BY MATHEW PARKE
I mentioned to my mother several weeks ago that interviews would begin soon, and yesterday she called to find out how it was going. I described interviews as a blur of 20-minute meetings in hotel rooms with strange men and women, at which point my mother began shouting something into the phone about Satan and the East Coast.
As Mom pled with me to come back to the farm and I tried to dissuade her from buying a ticket to Boston, it struck me that she was on to something. There was something familiar, after all, about many of my interviewers — perhaps they were emissaries of my old teenage nemesis, Old Scratch himself. If that were the case, it would go a long way in explaining the last four weeks.
It would explain, for example, why so many people I know who are committed to public interest work are suddenly interviewing with big law firms. I’m referring to those who lecture their classes about moral responsibility, sure that anyone who is facilitating a merger between two large companies is lacking in that area. Only Scratch could convince those same people that if pro bono work counts towards the firm’s minimum billable-hours requirement, they can do good and still make six figures. The road to hell may be gradual, but that first step into a big law firm is a doozy.
If the devil is involved in the interviewing process it would also explain how so many interviewers know the most intimate details of my employment history: where I attended college and what some of my hobbies were. And then there was the evil laughter that seems to invariably explode immediately after I leave the room.

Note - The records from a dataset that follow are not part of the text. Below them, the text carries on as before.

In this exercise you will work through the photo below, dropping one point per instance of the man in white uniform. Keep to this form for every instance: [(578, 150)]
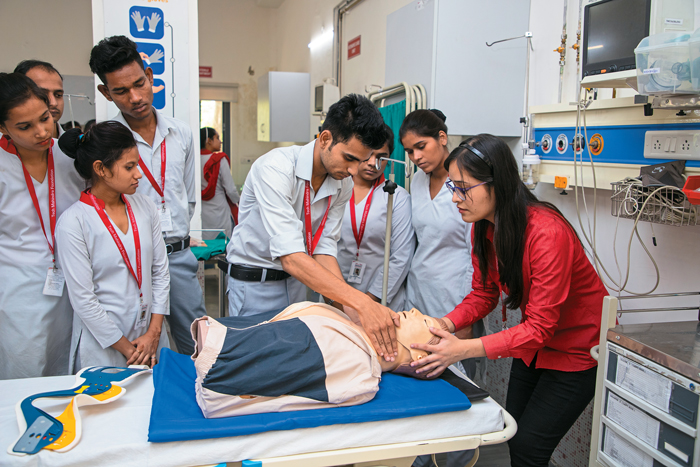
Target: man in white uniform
[(48, 78), (167, 160), (363, 236), (290, 218)]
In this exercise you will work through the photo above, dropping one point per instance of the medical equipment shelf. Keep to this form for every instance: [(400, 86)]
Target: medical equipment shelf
[(659, 205), (647, 401)]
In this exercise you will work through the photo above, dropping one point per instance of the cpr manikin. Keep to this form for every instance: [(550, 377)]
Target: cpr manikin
[(308, 356)]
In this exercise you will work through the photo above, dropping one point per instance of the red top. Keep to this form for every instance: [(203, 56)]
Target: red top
[(562, 299)]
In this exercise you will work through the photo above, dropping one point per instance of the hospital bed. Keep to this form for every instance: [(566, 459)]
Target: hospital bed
[(117, 433)]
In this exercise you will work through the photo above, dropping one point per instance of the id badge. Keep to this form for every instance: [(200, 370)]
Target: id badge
[(166, 221), (55, 281), (142, 320), (357, 270)]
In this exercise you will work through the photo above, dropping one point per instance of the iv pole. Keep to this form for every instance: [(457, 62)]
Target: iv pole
[(389, 187)]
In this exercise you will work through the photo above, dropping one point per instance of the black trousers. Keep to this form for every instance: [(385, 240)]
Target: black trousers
[(545, 403)]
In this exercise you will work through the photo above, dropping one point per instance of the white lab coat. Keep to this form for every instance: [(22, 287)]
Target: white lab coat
[(180, 192), (104, 294), (372, 246), (441, 270), (216, 213), (34, 328)]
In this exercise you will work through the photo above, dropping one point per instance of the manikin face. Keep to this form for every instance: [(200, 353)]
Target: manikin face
[(130, 88), (368, 169), (124, 175), (342, 160), (30, 125), (414, 329), (425, 151), (480, 203), (53, 84)]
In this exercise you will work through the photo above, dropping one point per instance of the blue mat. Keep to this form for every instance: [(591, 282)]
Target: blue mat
[(175, 415)]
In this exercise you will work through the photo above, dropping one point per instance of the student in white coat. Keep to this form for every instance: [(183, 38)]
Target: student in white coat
[(167, 160), (441, 270), (47, 77), (219, 194), (291, 213), (35, 320), (115, 262), (363, 235)]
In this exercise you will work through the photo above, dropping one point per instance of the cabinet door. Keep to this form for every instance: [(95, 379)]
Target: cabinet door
[(481, 89)]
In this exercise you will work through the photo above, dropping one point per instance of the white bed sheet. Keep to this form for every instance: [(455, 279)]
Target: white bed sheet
[(117, 433)]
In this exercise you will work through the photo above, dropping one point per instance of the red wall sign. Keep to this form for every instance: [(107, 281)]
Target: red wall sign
[(354, 47)]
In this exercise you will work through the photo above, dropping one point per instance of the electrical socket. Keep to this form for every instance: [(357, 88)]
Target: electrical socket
[(680, 144)]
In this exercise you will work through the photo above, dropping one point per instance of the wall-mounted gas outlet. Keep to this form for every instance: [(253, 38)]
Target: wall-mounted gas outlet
[(681, 144)]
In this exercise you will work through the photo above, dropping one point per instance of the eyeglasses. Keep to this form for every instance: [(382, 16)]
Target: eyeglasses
[(461, 192)]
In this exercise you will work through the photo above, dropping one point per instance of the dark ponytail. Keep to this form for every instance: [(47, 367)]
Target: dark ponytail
[(105, 142), (15, 90), (204, 134), (424, 122), (499, 170)]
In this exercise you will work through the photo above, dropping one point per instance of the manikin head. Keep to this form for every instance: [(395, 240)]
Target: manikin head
[(414, 329)]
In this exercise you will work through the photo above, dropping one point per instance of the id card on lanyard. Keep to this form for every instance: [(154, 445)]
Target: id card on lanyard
[(142, 312), (55, 282), (166, 221), (312, 240), (357, 268)]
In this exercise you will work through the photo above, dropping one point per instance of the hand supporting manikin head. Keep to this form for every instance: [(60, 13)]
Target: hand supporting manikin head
[(414, 329)]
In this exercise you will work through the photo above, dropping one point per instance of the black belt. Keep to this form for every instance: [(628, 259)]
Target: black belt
[(177, 246), (248, 274)]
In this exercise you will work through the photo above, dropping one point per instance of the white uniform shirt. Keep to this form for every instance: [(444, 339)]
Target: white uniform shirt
[(441, 270), (104, 294), (34, 328), (180, 192), (216, 213), (271, 213), (373, 242)]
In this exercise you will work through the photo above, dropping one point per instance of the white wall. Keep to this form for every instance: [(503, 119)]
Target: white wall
[(233, 36), (59, 32)]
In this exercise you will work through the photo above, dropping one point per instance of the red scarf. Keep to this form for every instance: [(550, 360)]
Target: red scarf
[(211, 175)]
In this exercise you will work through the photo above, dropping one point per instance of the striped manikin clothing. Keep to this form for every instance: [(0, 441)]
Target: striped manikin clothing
[(308, 356)]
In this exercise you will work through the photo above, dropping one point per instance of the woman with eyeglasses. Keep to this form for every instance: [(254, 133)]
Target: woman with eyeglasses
[(526, 250), (441, 273)]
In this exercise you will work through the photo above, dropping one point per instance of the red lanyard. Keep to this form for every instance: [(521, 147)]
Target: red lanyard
[(52, 200), (363, 223), (134, 229), (149, 175), (311, 242)]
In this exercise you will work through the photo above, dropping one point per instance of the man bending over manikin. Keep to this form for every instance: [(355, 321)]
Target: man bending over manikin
[(309, 356)]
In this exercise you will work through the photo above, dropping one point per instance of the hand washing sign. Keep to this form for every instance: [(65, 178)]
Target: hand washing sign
[(146, 23), (161, 35)]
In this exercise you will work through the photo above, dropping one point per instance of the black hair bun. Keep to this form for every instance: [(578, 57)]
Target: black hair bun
[(69, 142), (439, 114)]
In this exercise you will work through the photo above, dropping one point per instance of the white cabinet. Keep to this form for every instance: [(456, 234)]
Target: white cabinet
[(441, 44), (284, 107)]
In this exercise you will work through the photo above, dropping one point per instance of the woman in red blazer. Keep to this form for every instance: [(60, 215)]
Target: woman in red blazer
[(525, 251)]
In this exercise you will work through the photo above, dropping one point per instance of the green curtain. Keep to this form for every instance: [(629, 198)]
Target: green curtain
[(393, 116)]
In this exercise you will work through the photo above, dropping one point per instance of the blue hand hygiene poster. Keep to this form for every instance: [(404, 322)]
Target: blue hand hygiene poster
[(161, 32), (146, 23), (153, 56)]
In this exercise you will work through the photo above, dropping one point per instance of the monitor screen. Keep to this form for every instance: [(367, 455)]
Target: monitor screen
[(612, 30)]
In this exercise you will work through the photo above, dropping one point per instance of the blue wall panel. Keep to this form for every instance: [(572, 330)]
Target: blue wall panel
[(622, 144)]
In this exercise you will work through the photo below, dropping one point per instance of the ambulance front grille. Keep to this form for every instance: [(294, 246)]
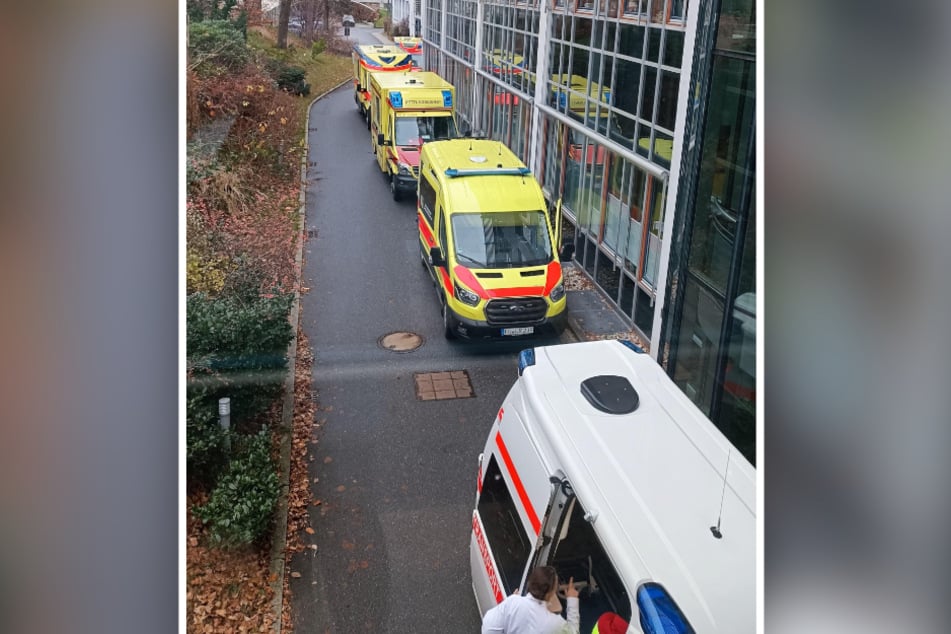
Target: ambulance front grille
[(520, 310)]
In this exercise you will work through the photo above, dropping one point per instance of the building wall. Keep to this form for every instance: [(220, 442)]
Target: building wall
[(596, 96), (711, 335)]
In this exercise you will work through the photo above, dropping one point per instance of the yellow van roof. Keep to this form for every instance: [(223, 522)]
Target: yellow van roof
[(483, 175), (382, 55), (406, 79)]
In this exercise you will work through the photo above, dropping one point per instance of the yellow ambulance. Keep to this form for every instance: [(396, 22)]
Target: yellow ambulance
[(487, 239), (369, 58), (406, 110)]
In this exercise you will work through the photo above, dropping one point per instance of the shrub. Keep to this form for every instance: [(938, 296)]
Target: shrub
[(216, 47), (237, 348), (318, 47), (291, 79), (239, 333), (205, 441), (241, 505)]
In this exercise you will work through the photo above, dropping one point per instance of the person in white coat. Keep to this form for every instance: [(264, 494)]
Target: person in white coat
[(539, 611)]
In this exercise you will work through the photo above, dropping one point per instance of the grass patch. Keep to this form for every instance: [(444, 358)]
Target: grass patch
[(323, 74)]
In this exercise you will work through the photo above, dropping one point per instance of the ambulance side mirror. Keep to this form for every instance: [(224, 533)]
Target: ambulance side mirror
[(567, 252)]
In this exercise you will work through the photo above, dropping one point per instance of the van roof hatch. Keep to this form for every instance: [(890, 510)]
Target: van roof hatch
[(610, 394)]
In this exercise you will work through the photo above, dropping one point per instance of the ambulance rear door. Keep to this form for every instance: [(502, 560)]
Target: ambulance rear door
[(514, 493)]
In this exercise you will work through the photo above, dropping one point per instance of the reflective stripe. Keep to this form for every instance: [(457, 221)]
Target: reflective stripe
[(519, 487)]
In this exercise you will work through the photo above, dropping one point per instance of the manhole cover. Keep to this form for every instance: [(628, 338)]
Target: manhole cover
[(437, 386), (401, 341)]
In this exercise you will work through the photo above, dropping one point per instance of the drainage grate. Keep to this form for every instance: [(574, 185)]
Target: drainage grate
[(439, 386), (400, 341)]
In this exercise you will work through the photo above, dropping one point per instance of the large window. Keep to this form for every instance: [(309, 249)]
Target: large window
[(714, 344), (503, 528)]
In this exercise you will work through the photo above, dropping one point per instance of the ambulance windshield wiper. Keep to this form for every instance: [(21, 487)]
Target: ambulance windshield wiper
[(473, 261)]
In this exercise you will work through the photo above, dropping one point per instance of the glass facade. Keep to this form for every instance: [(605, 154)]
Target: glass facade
[(590, 94), (713, 344)]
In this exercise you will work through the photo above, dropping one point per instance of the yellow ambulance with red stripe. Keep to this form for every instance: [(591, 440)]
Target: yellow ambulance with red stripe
[(369, 58), (487, 239), (408, 109)]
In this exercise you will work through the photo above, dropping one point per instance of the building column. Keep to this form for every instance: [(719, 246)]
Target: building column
[(542, 73), (686, 97)]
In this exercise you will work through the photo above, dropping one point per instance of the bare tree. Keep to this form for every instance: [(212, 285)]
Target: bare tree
[(283, 18)]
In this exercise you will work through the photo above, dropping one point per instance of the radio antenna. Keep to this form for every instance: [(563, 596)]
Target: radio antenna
[(716, 529)]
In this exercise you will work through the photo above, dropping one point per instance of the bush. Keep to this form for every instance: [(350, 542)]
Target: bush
[(237, 347), (205, 442), (242, 503), (318, 47), (216, 47), (291, 79)]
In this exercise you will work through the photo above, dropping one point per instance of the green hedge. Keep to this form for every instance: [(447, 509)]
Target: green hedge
[(237, 347), (216, 46), (242, 504)]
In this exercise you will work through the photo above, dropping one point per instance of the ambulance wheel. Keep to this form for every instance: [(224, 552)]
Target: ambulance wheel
[(447, 325)]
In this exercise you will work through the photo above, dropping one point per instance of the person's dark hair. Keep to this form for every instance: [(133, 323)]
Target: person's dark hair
[(541, 580)]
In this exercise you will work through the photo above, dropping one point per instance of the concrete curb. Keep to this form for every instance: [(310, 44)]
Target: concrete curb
[(279, 541)]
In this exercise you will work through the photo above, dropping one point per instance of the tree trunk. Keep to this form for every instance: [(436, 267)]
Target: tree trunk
[(283, 18)]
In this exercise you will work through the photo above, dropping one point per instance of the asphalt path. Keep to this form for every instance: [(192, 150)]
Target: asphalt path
[(395, 476)]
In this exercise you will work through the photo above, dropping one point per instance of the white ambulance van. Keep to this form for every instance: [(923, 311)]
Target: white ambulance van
[(598, 465)]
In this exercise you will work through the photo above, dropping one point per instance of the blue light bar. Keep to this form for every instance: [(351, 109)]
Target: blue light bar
[(633, 346), (525, 358), (499, 171)]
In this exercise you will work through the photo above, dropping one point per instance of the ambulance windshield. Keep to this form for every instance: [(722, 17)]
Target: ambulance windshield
[(496, 240), (418, 130)]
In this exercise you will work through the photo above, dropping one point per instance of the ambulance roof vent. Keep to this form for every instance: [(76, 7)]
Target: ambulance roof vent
[(610, 394)]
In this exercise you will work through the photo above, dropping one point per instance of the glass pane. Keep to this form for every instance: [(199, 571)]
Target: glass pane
[(725, 168), (647, 101), (674, 48), (626, 85), (667, 110), (737, 26), (631, 41), (653, 44), (697, 343), (737, 417)]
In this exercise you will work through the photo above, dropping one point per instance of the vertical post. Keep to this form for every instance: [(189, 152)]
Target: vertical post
[(224, 419)]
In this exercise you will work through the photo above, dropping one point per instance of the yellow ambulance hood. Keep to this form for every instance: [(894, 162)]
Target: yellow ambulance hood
[(530, 281)]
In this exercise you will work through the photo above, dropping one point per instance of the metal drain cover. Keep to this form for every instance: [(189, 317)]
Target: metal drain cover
[(437, 386), (400, 341)]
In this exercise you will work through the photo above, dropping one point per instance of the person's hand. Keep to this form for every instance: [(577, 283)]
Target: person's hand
[(570, 590)]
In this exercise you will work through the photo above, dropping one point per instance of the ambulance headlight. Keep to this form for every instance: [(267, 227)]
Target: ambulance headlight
[(466, 296)]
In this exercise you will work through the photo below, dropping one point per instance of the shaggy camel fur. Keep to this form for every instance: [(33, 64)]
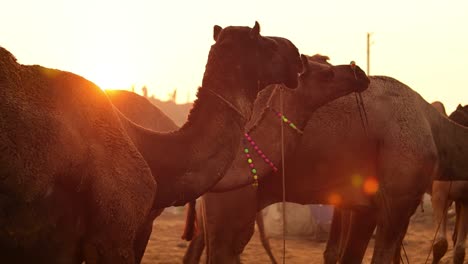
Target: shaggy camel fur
[(443, 193), (141, 111), (382, 176), (197, 244), (338, 81), (68, 168)]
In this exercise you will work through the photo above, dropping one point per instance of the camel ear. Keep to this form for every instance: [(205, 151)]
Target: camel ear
[(305, 64), (216, 30), (255, 31)]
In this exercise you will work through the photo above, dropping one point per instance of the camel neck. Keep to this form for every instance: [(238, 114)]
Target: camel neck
[(451, 140), (187, 162), (265, 128)]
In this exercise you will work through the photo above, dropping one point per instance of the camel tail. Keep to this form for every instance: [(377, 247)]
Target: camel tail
[(263, 238), (451, 142), (190, 221)]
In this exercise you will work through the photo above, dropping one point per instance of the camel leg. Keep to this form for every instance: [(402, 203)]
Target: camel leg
[(459, 251), (393, 220), (457, 222), (332, 251), (197, 244), (360, 231), (195, 249), (440, 204)]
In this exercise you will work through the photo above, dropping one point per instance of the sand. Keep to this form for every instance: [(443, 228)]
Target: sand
[(166, 247)]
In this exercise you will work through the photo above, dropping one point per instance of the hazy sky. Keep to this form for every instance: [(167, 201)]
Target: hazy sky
[(164, 44)]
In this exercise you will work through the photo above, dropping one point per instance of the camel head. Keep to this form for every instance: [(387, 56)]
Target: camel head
[(439, 106), (258, 59), (323, 81), (460, 115)]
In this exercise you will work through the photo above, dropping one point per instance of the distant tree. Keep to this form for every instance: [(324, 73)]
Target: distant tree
[(173, 96)]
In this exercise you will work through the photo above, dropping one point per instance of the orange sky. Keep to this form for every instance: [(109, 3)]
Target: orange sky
[(164, 44)]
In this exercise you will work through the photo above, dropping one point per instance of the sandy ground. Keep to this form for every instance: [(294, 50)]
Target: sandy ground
[(166, 246)]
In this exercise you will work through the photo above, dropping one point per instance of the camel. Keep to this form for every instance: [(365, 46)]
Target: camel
[(443, 193), (197, 241), (65, 167), (299, 104), (380, 176), (79, 178)]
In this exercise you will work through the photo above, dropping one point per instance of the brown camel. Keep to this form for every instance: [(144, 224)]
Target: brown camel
[(443, 193), (338, 80), (69, 169), (381, 176)]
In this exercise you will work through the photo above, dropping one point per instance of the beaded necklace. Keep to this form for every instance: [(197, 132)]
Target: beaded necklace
[(255, 147)]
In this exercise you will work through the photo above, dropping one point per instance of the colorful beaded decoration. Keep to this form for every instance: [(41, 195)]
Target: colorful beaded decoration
[(287, 121), (250, 160)]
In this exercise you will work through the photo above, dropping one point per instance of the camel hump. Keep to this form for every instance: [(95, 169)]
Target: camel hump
[(8, 64), (440, 107)]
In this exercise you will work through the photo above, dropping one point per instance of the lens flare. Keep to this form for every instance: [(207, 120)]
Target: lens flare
[(357, 180), (335, 199), (371, 185)]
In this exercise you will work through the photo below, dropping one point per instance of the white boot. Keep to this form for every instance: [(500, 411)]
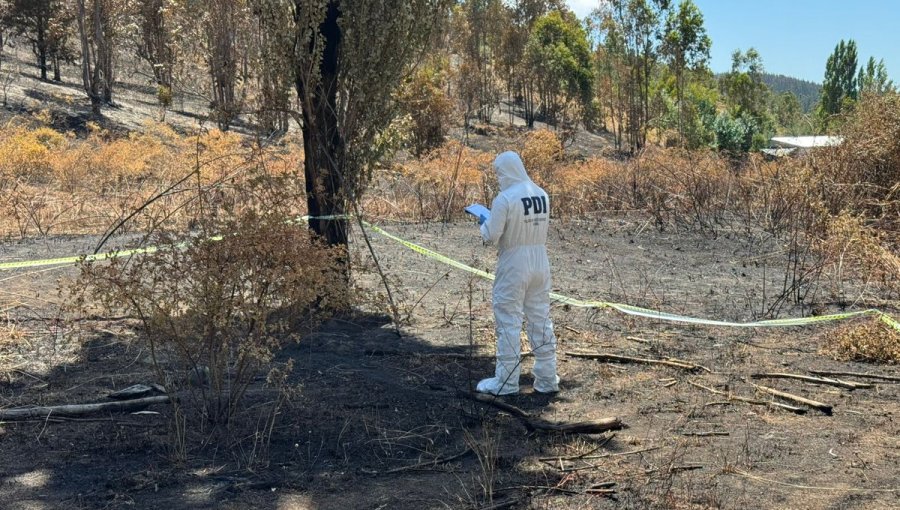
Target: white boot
[(545, 378), (505, 380)]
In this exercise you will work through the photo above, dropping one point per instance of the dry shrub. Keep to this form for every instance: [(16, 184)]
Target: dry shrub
[(870, 340), (584, 187), (28, 153), (682, 187), (541, 152), (215, 309), (854, 251), (863, 173), (443, 183), (54, 183)]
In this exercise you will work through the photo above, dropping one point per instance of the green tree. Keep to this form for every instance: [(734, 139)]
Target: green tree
[(559, 55), (630, 34), (747, 99), (840, 87), (873, 78), (685, 46)]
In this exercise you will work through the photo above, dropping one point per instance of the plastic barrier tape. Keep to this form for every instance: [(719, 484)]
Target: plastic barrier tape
[(559, 298), (645, 312)]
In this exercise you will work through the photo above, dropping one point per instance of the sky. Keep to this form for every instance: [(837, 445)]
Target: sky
[(795, 37)]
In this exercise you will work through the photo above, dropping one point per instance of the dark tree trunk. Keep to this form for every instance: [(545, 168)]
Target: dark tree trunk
[(322, 141), (42, 46), (56, 73)]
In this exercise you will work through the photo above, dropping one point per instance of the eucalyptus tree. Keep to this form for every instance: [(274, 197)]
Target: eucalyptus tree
[(347, 59), (685, 45)]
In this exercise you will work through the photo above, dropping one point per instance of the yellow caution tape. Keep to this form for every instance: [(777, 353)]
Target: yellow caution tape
[(646, 312), (559, 298)]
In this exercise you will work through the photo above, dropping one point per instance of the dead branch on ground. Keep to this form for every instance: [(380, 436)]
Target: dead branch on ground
[(825, 408), (538, 425), (746, 400), (814, 380), (70, 410), (683, 365)]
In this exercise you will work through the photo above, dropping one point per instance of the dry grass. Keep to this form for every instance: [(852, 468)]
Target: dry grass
[(870, 340), (55, 183)]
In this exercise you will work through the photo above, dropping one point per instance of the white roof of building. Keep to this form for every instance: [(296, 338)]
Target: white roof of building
[(807, 142)]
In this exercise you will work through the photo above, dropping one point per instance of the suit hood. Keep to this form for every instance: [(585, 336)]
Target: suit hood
[(510, 170)]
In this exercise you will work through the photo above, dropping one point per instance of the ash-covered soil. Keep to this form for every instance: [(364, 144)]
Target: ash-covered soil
[(375, 415)]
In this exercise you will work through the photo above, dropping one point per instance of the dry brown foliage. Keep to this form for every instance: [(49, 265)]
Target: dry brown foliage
[(871, 340), (55, 183)]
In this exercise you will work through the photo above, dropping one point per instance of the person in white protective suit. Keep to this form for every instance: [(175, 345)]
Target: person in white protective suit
[(520, 216)]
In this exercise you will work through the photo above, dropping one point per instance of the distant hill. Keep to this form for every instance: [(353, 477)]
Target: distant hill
[(806, 91)]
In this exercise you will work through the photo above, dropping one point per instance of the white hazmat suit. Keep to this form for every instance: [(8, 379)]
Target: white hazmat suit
[(518, 226)]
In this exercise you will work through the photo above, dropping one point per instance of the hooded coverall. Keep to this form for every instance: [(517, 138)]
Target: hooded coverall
[(518, 225)]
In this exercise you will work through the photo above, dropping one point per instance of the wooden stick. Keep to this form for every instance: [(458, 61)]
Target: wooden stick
[(746, 400), (813, 380), (430, 463), (592, 457), (856, 374), (603, 443), (825, 408), (24, 413), (628, 359), (537, 424)]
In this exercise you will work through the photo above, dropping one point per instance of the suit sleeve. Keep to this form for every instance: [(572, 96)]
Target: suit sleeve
[(493, 228)]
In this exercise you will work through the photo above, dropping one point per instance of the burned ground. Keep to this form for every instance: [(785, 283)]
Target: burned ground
[(369, 413)]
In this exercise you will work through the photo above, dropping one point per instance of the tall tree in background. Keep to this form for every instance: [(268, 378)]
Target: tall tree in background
[(31, 19), (840, 87), (226, 62), (631, 31), (97, 21), (350, 57), (685, 46), (521, 81), (747, 123), (873, 78), (558, 54), (155, 45), (478, 25)]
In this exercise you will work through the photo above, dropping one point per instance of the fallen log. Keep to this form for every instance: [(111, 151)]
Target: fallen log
[(825, 408), (747, 400), (70, 410), (856, 374), (683, 365), (536, 424), (850, 385)]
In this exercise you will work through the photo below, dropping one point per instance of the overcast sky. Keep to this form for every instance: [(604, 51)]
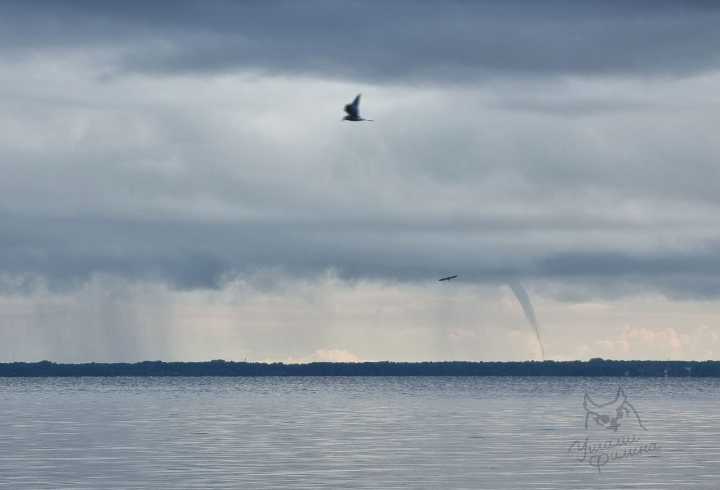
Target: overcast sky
[(175, 183)]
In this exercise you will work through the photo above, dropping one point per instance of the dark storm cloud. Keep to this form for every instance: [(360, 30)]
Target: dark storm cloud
[(196, 180), (66, 253), (379, 41)]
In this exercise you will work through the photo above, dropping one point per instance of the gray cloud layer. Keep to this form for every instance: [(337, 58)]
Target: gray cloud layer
[(379, 41), (571, 141)]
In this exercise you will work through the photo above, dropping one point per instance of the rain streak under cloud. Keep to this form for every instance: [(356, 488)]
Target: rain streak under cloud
[(177, 185)]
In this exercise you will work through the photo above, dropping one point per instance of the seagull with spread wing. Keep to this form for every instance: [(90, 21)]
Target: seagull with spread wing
[(353, 111)]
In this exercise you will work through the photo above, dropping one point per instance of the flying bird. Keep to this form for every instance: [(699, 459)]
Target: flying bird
[(353, 111)]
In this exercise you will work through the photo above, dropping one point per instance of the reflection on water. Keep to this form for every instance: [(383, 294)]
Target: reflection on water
[(379, 433)]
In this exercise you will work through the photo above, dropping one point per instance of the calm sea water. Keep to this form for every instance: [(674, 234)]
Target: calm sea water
[(340, 433)]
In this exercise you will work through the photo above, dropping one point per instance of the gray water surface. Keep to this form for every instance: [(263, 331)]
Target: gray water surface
[(379, 433)]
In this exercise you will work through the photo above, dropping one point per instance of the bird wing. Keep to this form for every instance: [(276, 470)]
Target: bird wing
[(354, 108)]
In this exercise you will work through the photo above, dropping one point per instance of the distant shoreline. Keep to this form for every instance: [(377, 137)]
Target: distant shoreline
[(591, 368)]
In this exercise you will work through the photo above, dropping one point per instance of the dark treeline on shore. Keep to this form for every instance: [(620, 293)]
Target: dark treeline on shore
[(593, 367)]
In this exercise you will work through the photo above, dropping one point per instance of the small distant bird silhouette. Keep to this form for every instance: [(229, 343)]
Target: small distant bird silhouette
[(353, 111)]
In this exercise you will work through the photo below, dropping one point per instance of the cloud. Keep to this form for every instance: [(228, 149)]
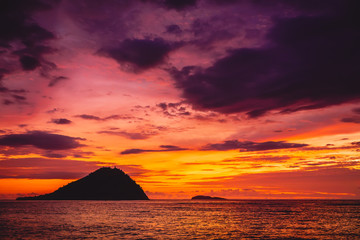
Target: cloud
[(56, 80), (251, 146), (40, 139), (23, 29), (45, 168), (131, 135), (164, 148), (173, 29), (179, 4), (139, 54), (354, 119), (174, 109), (356, 110), (93, 117), (293, 70), (61, 121)]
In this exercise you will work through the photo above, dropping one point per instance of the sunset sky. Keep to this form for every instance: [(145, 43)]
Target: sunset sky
[(229, 98)]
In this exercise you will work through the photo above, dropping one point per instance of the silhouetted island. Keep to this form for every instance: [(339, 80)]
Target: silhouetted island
[(104, 184), (201, 197)]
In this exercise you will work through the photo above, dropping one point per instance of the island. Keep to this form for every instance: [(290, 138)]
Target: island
[(202, 197), (103, 184)]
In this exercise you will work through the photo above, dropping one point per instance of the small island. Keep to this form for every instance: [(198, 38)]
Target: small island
[(104, 184), (202, 197)]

When I mentioned my suspicions to some of my friends, they tried to dismiss them. One pointed out that interviewers could have learned about my employment from my resume. But my interviewers asked me about jobs I had actually held, not jobs listed on my resume. Interviewer: “So how did you like being a waiter at Chili’s last summer?” Me: “Oh, that was just something I did during the day — I worked at a law firm during the evenings. Actually I quit Chili’s in August when the Law Review asked all the new people to report.” Interviewer: “You’re on Law Review?” Me: “Huh? Oh … uh … no. Did I give you that impression?”
After I began to suspect that Satan was somehow mixed up in the interviewing process, I took steps to protect myself. I believe that at least some of them worked. Many interviewers seemed unsettled, for example, by the incantations I recited before entering the room and the religious symbols I took to placing between us on the table. When I would insist that a priest accompany me into the interview, some firms refused to talk with me at all. I think I know why.
On the other hand, I could be wrong about all this. Maybe my friends are right when they insist there is a perfectly logical explanation for everything and that the interviewers are people just like me. And I have to admit, if I look past the interviewers’ tails, it’s plausible that they are.